Ministry spokesman Alexander Lukashevich said in a statement that Russia believes Assad must be given sufficient time to fulfill promises of reform as he has already made "some significant steps" _ including lifting the state of emergency and issuing a decree allowing peaceful demonstrations.
He added that Russia disagrees with the United States and the European Union, who have urged Assad to step down.
Lukashevich said Russia is concerned about the situation in Syria, and reports of "people dying there."
He described Syria as "one of the fulcrums of the Middle East," adding that "its destabilization would have the gravest consequences for the entire region," and called for the international community to give Syrians a "clear and unequivocal signal about the need to end all kind of violence."
His call for an end to the violence, however, was not just aimed at Assad.The opposition, he said, must be encouraged to "enter a dialogue with authorities and disassociate itself from the extremists."

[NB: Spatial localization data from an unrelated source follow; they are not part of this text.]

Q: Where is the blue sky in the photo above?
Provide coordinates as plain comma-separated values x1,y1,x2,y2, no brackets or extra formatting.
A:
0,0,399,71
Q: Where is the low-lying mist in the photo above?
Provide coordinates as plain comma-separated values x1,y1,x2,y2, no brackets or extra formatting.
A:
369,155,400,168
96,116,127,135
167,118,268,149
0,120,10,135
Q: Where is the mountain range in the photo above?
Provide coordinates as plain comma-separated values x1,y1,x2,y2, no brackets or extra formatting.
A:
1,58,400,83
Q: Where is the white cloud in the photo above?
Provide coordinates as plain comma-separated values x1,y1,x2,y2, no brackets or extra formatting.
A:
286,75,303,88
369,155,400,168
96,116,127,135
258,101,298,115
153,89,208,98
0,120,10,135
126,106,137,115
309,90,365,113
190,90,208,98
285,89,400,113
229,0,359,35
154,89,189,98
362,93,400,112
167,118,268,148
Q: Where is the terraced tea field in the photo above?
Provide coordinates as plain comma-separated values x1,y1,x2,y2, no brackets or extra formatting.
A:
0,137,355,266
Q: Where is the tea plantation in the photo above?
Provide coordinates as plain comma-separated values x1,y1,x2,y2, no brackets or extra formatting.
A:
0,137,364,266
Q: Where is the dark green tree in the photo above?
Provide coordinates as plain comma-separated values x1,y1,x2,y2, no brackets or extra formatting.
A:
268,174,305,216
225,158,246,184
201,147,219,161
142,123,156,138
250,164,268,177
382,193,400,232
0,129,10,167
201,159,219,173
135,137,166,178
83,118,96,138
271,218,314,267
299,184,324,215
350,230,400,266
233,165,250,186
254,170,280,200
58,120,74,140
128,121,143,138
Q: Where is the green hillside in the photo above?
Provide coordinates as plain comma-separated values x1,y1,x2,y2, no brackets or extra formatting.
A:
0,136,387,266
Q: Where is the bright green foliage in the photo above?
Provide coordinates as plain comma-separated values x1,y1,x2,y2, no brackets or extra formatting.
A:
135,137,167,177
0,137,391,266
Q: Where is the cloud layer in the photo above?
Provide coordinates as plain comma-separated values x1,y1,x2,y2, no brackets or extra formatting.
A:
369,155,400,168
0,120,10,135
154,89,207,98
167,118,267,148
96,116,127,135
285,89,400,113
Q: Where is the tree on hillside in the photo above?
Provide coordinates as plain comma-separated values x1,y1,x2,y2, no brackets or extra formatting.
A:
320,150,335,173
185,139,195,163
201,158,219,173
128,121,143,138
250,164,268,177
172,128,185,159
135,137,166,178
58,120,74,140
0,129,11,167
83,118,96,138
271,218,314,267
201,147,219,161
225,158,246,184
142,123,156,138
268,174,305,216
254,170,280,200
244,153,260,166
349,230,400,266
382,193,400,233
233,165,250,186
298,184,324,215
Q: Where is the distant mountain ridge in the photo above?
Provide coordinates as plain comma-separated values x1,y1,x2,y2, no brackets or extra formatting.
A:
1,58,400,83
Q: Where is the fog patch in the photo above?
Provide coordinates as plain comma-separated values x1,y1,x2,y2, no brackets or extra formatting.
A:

"Our deep belief is that radical forces that are stirring up tensions in Syria mustn't be encouraged from the outside," Lukashevich said.
Russia, which had close political and military ties with Syria during Soviet times, has opposed a Western push for sanctions against Assad's regime.
Moscow also has continued to provide Syria with weapons despite U.S. and Israeli protests. On Thursday, the chief of Russia's state arms trader Rosoboronexport, Anatoly Isaikin, said Moscow will keep supplying combat jets and other military gear to Syria under contracts totaling about $3.5 billion (euro2.43 billion).
Russian President Dmitry Medvedev had said earlier this month that he had warned Syria's leader that he will face a "sad fate" if he fails to introduce reforms in his country and open a peaceful dialogue with the opposition.
Medvedev also signaled that Russia may change its approach to Syria if Assad fails to conduct reforms.